You can see barely the beginnings of a path of pavers laid flat, in the upper right center of thje shot. Or maybe those are just some bricks weighing down the pipe until I could bury it in gravel surrounded by filter cloth.
The upper bend of the S-curve drainage pipe runs parallel to the straight part of the wall, then bends under where the curve fails to meet the straight cleanly, then under the little path of 12x12 pavers. Eventually I'll be cutrting some pavers with an angle grinder and a concrete wheel - you guessed it - "some year".
And that path of pavers will be tidier ... some year.
Next, I discovered something else besides "water runs downhill".
Lavatera does not want you to give it the deepest, best soil you can create, or water and fertilize it. Or at least that is not the way to make it stand upright.
If you want it to explode from a few tiny leaves in a 3" pot to a vast sprawling octopus that takes over the biggest bed in your yard in a few weeks, then DO give it rich soil and water. And stand back.

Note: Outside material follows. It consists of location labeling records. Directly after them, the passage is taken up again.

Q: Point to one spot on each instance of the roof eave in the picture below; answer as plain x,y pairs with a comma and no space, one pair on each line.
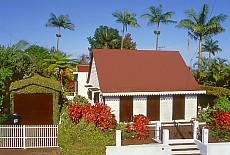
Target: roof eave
155,93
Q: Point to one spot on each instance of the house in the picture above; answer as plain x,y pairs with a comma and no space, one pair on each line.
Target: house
157,84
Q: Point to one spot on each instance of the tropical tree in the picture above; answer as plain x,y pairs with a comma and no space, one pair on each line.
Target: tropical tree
61,65
200,26
211,47
215,72
15,65
156,16
61,21
105,38
127,20
38,54
128,43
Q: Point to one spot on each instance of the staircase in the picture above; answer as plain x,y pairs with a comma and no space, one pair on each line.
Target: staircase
184,147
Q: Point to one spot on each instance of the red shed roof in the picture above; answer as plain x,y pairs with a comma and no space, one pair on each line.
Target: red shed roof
142,71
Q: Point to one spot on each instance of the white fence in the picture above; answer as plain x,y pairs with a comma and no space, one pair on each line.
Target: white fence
28,136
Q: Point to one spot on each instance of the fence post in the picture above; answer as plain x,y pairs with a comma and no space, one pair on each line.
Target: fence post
205,136
118,137
195,129
157,130
24,136
165,139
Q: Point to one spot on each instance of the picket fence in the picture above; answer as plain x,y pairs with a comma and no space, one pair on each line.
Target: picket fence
28,136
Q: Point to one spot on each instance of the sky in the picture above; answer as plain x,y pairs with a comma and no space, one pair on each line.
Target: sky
26,19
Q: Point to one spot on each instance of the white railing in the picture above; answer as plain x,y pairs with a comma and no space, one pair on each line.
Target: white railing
28,136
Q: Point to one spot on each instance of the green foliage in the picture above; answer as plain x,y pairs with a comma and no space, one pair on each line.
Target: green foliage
80,100
200,26
217,119
15,65
61,66
223,104
36,80
3,118
126,19
38,54
105,37
83,138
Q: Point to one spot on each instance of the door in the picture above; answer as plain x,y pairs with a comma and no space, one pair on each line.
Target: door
153,108
178,107
126,108
34,109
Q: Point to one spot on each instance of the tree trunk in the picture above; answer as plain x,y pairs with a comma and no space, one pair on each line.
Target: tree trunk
122,40
200,55
58,36
158,30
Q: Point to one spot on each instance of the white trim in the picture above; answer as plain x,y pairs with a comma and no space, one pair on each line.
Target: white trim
154,93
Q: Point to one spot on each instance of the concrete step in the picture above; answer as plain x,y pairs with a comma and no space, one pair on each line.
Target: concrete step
180,141
189,146
184,152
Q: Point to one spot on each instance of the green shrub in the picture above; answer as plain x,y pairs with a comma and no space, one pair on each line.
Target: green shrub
80,100
217,119
223,104
3,118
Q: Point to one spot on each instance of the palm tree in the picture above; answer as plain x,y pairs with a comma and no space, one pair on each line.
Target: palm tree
127,20
61,65
156,16
60,21
211,47
200,26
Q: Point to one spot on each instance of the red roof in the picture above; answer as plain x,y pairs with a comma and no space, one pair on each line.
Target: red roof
142,71
83,68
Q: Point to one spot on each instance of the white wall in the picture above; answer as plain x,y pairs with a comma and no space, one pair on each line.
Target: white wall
82,90
166,102
114,103
213,148
140,105
218,148
158,149
190,106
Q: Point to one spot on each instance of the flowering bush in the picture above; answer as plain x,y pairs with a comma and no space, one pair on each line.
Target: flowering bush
217,119
139,125
222,120
98,114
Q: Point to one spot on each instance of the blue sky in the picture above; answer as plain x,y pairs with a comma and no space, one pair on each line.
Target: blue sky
25,19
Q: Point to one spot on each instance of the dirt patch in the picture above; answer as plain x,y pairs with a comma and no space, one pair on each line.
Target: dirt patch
42,151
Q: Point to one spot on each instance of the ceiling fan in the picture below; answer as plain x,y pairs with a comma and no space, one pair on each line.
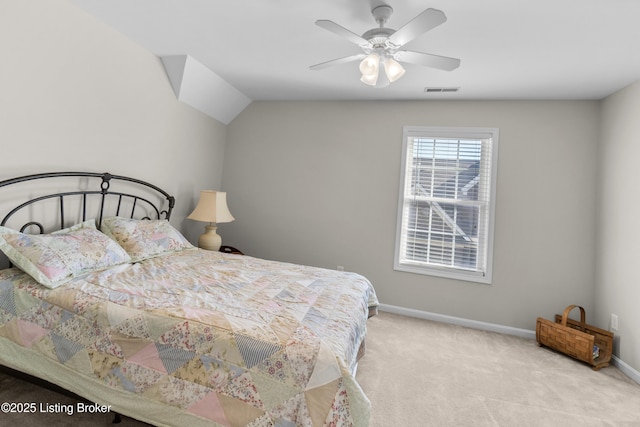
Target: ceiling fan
382,46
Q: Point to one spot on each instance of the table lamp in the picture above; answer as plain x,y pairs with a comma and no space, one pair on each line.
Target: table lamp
211,208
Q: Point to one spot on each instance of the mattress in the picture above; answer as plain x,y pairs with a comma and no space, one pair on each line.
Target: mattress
197,337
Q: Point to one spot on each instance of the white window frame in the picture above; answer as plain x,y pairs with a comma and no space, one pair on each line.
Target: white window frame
482,273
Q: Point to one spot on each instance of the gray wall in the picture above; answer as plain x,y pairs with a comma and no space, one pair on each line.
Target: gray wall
77,95
317,183
618,277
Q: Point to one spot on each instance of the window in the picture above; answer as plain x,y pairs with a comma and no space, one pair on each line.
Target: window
447,192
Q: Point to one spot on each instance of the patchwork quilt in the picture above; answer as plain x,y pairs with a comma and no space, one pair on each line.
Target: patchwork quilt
228,339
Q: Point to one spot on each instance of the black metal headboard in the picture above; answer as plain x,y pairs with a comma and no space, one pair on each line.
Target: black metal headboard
142,200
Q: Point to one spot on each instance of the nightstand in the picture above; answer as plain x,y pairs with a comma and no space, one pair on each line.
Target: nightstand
230,250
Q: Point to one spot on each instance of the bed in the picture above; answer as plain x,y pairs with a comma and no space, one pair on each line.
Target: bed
103,297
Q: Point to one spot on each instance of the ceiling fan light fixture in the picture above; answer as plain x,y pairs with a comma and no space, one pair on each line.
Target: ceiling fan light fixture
370,80
393,69
370,65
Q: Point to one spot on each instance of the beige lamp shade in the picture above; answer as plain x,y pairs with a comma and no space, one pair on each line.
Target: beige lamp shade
211,208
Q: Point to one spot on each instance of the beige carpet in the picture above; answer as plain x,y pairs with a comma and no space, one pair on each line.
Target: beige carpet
422,373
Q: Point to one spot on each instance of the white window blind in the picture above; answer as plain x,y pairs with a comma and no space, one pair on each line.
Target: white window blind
445,219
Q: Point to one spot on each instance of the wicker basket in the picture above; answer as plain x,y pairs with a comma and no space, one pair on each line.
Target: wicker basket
576,339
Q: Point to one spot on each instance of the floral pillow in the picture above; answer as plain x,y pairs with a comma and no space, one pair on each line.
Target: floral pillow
144,239
54,259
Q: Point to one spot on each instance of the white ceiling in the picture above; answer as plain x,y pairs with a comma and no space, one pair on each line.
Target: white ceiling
510,49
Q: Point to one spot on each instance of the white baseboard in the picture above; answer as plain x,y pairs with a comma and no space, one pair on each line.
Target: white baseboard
625,369
492,327
443,318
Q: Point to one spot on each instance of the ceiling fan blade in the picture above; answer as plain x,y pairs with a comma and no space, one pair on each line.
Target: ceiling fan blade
434,61
422,23
338,61
342,32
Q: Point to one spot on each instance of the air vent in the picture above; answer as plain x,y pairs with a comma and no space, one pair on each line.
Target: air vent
440,89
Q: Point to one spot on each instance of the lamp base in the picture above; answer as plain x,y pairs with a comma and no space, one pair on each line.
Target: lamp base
210,240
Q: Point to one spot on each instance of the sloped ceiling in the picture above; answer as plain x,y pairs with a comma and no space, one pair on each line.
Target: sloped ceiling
547,49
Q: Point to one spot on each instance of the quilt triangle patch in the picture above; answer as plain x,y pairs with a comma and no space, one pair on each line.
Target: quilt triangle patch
254,351
326,368
65,348
148,356
7,301
320,400
173,358
30,332
210,408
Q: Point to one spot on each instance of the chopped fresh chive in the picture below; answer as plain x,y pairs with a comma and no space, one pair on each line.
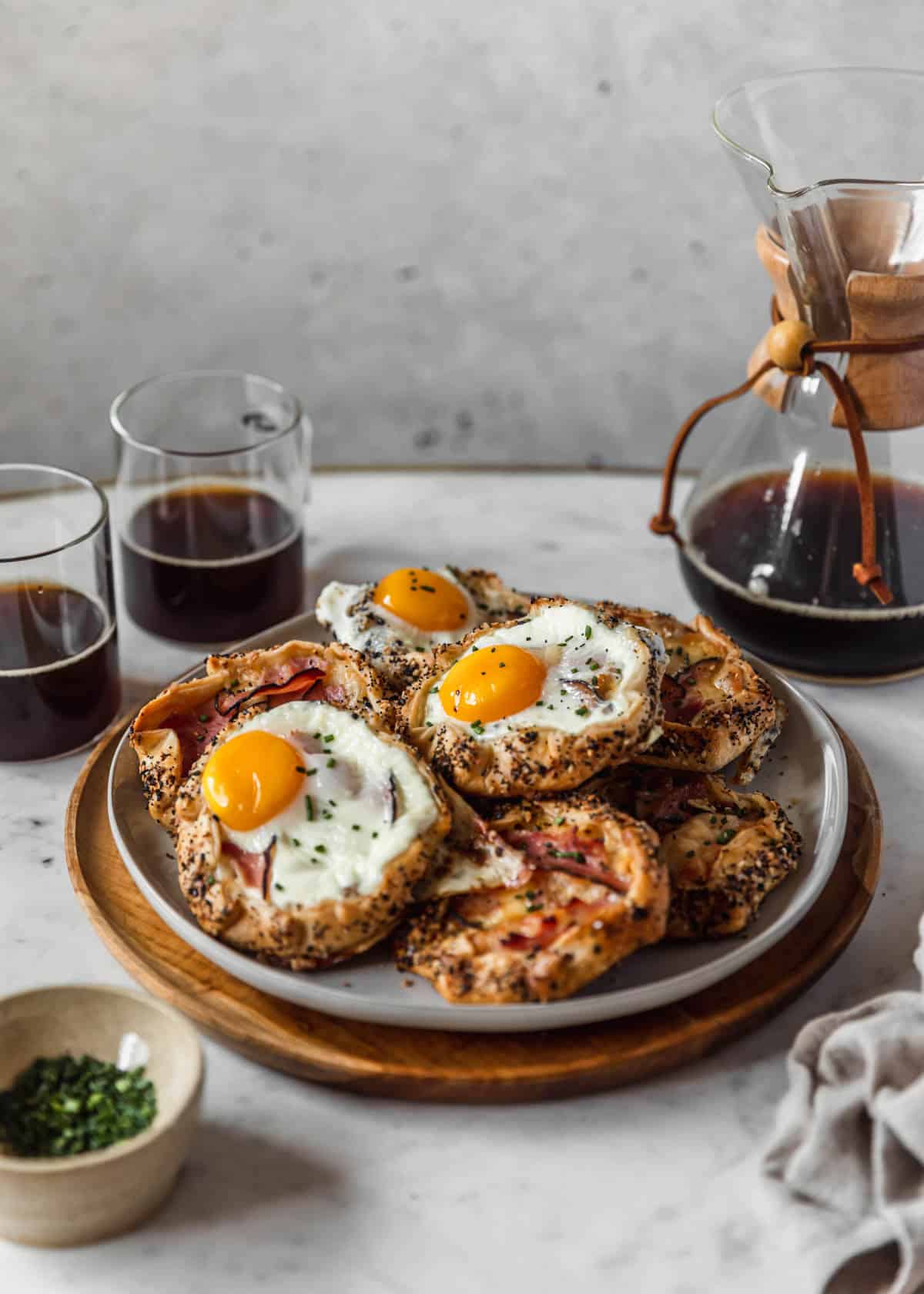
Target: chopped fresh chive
68,1105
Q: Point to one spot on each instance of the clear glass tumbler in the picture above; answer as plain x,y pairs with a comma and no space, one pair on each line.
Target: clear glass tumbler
209,505
59,654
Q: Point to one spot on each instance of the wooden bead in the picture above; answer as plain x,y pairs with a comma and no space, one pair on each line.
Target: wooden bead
785,344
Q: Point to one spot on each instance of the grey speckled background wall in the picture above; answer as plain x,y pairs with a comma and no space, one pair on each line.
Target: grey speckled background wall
464,232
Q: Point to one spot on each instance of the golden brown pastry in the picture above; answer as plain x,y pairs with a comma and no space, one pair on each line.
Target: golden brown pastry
172,730
725,850
591,892
716,707
400,620
539,704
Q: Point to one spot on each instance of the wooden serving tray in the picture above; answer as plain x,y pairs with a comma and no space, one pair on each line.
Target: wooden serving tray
456,1067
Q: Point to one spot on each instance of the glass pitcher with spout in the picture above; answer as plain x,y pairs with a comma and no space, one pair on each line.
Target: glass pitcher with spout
770,538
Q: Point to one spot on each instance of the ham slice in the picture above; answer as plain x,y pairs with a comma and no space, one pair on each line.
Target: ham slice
296,686
254,869
194,732
566,852
671,804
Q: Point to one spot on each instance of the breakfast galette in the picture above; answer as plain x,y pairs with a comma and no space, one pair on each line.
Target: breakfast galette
725,850
716,707
302,833
591,890
172,732
399,620
539,704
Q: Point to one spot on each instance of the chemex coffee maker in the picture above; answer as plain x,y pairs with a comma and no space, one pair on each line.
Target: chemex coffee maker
804,538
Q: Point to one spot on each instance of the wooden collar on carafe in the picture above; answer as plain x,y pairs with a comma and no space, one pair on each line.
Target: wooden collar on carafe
791,348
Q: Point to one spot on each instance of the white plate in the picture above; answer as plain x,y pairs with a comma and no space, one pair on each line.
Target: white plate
806,773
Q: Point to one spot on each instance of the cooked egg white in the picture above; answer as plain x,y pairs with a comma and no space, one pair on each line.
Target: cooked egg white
593,673
359,804
360,622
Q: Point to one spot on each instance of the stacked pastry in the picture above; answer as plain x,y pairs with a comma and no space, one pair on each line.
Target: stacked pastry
521,791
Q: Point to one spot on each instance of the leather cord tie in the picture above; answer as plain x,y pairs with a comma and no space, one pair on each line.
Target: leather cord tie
792,348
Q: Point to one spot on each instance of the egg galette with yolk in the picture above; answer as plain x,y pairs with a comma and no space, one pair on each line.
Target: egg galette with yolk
186,719
397,622
539,704
302,835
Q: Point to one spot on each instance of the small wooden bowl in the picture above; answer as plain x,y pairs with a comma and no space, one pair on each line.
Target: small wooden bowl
85,1197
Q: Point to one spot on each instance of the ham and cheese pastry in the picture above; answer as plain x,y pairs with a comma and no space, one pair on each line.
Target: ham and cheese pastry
716,707
589,892
725,850
184,721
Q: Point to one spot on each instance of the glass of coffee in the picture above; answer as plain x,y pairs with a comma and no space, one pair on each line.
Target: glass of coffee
209,505
59,655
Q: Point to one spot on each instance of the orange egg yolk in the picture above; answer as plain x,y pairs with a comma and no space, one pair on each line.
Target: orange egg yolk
424,599
250,779
490,683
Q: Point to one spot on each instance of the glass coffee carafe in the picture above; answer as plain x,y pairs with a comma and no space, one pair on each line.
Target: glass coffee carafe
772,532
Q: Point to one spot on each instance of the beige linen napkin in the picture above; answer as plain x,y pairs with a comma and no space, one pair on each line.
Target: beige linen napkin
849,1145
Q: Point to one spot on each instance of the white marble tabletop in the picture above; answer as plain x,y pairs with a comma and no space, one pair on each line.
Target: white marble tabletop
294,1187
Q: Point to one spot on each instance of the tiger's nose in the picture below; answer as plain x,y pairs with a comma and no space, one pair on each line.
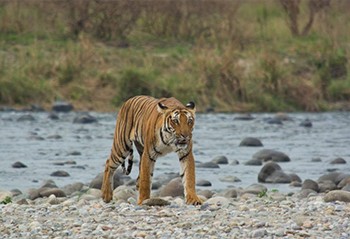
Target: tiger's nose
183,139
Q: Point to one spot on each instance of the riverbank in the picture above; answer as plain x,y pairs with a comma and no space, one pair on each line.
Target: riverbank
249,216
246,60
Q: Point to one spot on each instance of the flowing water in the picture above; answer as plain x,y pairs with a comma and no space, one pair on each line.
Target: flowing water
41,143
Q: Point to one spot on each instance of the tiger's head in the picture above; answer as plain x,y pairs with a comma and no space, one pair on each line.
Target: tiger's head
178,123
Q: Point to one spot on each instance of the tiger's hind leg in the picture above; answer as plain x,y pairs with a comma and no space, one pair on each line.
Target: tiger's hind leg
112,163
107,183
127,170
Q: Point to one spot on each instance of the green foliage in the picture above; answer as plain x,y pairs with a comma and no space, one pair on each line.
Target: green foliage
233,55
134,81
263,193
7,200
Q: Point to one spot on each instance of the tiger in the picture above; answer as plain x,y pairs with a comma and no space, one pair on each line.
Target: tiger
155,127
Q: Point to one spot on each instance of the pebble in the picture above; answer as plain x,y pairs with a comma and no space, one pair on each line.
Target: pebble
218,217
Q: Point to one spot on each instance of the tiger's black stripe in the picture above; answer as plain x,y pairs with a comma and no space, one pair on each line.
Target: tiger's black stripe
184,156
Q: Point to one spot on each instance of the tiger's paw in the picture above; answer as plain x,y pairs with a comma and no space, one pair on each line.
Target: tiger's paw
193,200
107,194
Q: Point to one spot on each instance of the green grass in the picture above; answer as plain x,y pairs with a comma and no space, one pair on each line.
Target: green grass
244,60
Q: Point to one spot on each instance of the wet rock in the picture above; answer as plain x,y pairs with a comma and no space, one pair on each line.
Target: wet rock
19,164
97,181
338,161
344,181
16,192
230,179
251,142
53,116
155,202
206,193
53,200
310,184
62,106
283,116
74,153
27,117
335,177
49,184
346,187
217,201
203,183
304,193
306,123
33,194
271,172
234,162
22,201
258,233
208,165
271,155
85,119
60,173
294,177
174,189
255,188
337,195
316,160
220,160
326,186
124,193
52,191
229,193
4,195
273,121
156,185
295,184
54,136
72,188
244,117
253,162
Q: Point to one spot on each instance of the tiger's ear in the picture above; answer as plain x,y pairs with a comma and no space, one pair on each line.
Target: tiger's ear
190,105
161,107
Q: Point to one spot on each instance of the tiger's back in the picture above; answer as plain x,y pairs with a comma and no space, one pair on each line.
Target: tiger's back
156,127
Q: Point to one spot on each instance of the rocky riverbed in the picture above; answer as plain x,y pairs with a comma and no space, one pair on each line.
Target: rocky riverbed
272,215
261,175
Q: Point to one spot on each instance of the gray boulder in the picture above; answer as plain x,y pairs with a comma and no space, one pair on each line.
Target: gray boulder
255,188
174,188
338,161
203,183
337,195
271,172
271,155
208,165
310,184
97,181
335,177
220,160
253,162
85,119
62,106
251,142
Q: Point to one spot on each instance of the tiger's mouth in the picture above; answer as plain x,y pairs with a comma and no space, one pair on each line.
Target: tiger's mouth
181,144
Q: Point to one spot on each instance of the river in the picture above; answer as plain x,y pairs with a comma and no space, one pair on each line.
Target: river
42,144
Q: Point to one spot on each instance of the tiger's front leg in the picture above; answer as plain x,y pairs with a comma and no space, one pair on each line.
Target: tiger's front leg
145,177
107,183
189,178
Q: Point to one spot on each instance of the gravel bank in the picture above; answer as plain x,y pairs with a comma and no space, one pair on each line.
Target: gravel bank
250,216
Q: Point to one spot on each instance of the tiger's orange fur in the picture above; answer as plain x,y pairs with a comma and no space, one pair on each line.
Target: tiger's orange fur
156,127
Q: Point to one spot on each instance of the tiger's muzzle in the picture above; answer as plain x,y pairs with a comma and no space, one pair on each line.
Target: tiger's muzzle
182,141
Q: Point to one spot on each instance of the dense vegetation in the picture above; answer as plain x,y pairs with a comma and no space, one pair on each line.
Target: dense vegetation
272,55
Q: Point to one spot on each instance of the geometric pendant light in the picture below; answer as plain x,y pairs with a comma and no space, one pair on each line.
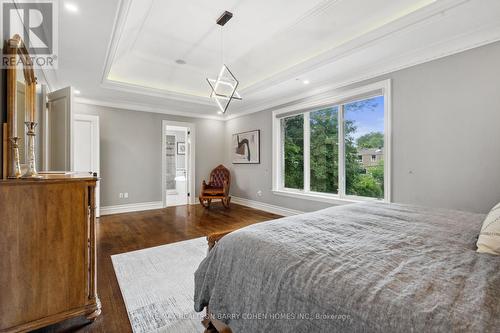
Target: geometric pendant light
224,88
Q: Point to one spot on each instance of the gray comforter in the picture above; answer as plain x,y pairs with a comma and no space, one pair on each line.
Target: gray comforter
364,267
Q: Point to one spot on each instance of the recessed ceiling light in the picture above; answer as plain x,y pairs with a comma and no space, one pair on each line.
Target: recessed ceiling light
71,7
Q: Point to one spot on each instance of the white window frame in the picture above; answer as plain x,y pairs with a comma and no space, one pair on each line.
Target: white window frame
381,88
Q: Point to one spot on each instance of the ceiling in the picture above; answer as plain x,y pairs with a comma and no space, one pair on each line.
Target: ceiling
128,55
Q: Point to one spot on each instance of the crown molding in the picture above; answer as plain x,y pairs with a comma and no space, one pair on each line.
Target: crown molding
355,44
144,108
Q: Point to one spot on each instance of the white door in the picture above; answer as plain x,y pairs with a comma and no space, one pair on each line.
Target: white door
57,120
86,148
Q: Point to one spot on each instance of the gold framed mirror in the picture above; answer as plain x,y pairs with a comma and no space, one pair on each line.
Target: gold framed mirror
21,96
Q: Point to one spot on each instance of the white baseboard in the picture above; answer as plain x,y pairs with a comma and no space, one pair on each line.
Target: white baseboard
265,207
135,207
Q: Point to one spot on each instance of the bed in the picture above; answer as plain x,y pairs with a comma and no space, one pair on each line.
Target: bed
360,267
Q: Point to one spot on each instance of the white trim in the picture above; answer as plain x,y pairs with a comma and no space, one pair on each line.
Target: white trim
144,108
128,208
323,101
191,150
265,207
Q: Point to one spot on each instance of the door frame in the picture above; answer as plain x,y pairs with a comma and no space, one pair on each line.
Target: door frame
191,160
94,120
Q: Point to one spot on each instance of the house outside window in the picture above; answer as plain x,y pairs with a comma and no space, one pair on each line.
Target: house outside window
337,148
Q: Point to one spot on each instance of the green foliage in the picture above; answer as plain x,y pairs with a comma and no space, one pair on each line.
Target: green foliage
366,186
324,153
371,140
293,129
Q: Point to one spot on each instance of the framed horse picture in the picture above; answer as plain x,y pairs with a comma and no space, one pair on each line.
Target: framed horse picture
246,147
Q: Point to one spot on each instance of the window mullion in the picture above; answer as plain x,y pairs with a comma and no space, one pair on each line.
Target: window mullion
342,181
307,153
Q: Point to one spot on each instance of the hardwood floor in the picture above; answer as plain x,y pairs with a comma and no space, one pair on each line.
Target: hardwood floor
134,231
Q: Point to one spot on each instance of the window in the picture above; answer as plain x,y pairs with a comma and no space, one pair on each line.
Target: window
337,150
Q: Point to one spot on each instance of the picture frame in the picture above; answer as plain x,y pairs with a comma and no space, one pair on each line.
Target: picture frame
181,148
246,147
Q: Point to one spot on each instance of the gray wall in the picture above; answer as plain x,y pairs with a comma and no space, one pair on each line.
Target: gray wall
131,152
3,108
446,137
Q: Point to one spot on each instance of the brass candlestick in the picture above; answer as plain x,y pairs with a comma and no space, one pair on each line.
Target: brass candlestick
31,172
17,163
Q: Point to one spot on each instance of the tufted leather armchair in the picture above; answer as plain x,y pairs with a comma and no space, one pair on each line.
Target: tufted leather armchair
217,188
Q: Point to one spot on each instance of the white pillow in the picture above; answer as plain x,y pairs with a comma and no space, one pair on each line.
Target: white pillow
489,238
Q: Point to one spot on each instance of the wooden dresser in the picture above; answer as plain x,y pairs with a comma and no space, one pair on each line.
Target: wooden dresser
47,251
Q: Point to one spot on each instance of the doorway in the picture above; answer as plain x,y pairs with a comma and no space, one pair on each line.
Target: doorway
177,163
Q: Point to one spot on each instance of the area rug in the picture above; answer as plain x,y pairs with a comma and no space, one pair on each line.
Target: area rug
157,285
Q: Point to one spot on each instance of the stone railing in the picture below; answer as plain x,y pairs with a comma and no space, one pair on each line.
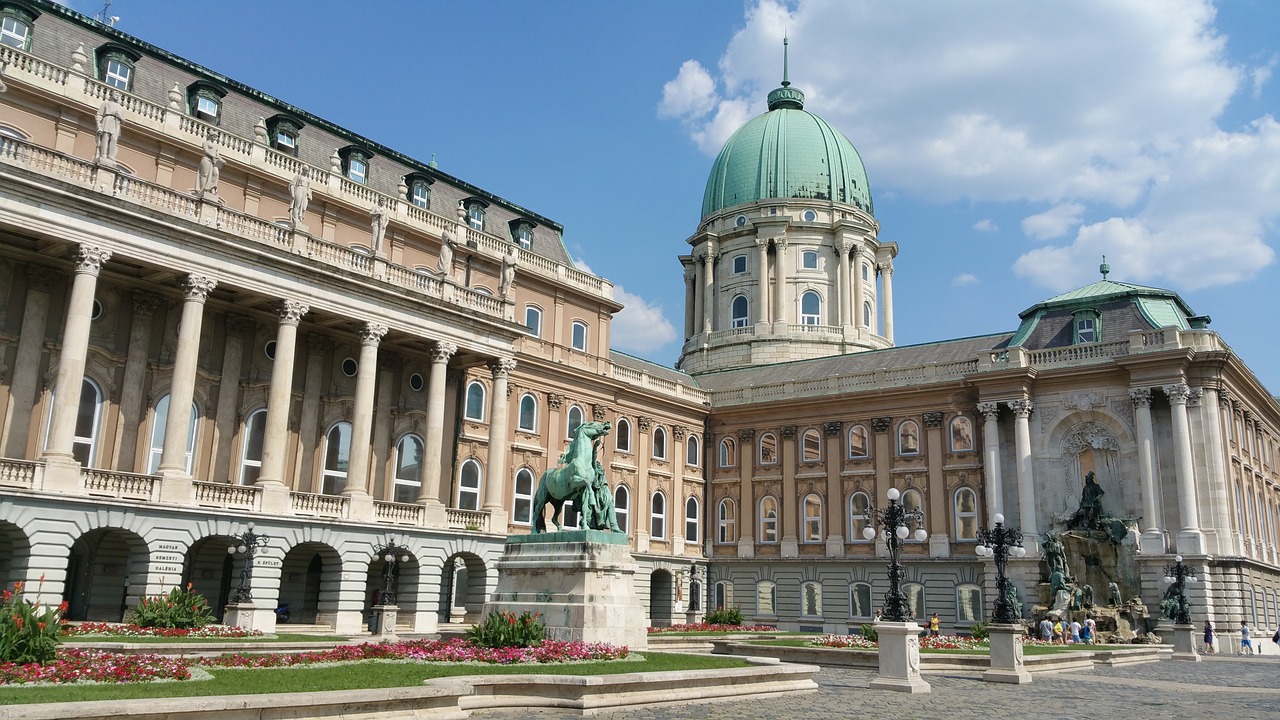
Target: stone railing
21,474
475,520
126,486
319,505
222,495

I thought the best garden joke-on-me I had over several years was for the rain to gently remind me that yes, Corey, water DOES roll downhill and needs somewhere to go! Now I remember that at the beginning of projects.
I always find myself complaining about how much work it takes to dig and roll soil and bags of amendments around the yard, then remember that each project I really get into leads me to work my big fat butt off weekend after weekend ... joyfully!
(If only it really did litterally work my butt off, I would buy smaller pants!)
Hey Corey, that is one lush lavatera there! Next year it will all come together better I bet, building on this year's success. Sometimes it seems to take a while for new gardens to sort of settle in and realize they have some work to do! :) And you definitely qualify for the Rocky Mountain forum because a mountain is anyplace that water runs downhill, according to the definition chosen by RMF Official Choosers of Definitions.
I might suggest that "A mountain is anything that's taller than it is low - I have spoken, and so it shall be".
Ever see the movie "The man who walked up a hill and walked down a mountain"?
It did take my very worst & shallowest bed most of a year to "get productive", which I assume relates to not having enough of the right biota and organic matter at first. (Also, I tried to grow Bok Choy there the first year, discovered that my yard was the Slug Capital of North America, and had to ignore it completly for weeks. NOT a refined formula for success!)
Now I try to get some perking compost into the mix as I'm screening clay and mixing it with compost and sand, and let it "mellow" for a few weeks, lying on top of real soil, before moving it into a new bed. Even then, I think that it is re-innoculated from surrounding soil and subsequent additions of compost, for some weeks if not years.
One of many ongoing projects is to wheel soil from one bed to another in a round robin, to share the life from "happy" beds to "sad" beds. And find the recomended Dr. Earth or pro-biotic products and innoculate everything with some of those.
Several people eventually told me not to fertilize lavatera, not to water it, and to take it out of deep good soil (boughten soil) and plop it into a sandy dry spot. Why didn't they grab my elbow as I was proudly planting, instead of waiting until I ASKED them??!??
If my neighbor agrees to let me put them on HER side of the sidewalk, so it shall be.
Hey, you're in the neighborhood now! Would you or the friend you're staying with want some rootbound lavatera in roughly 3-quart pots? Or ones that were REALLY rootbound in quart pots, recently potted up to almost a gallon? I have several looking for a home!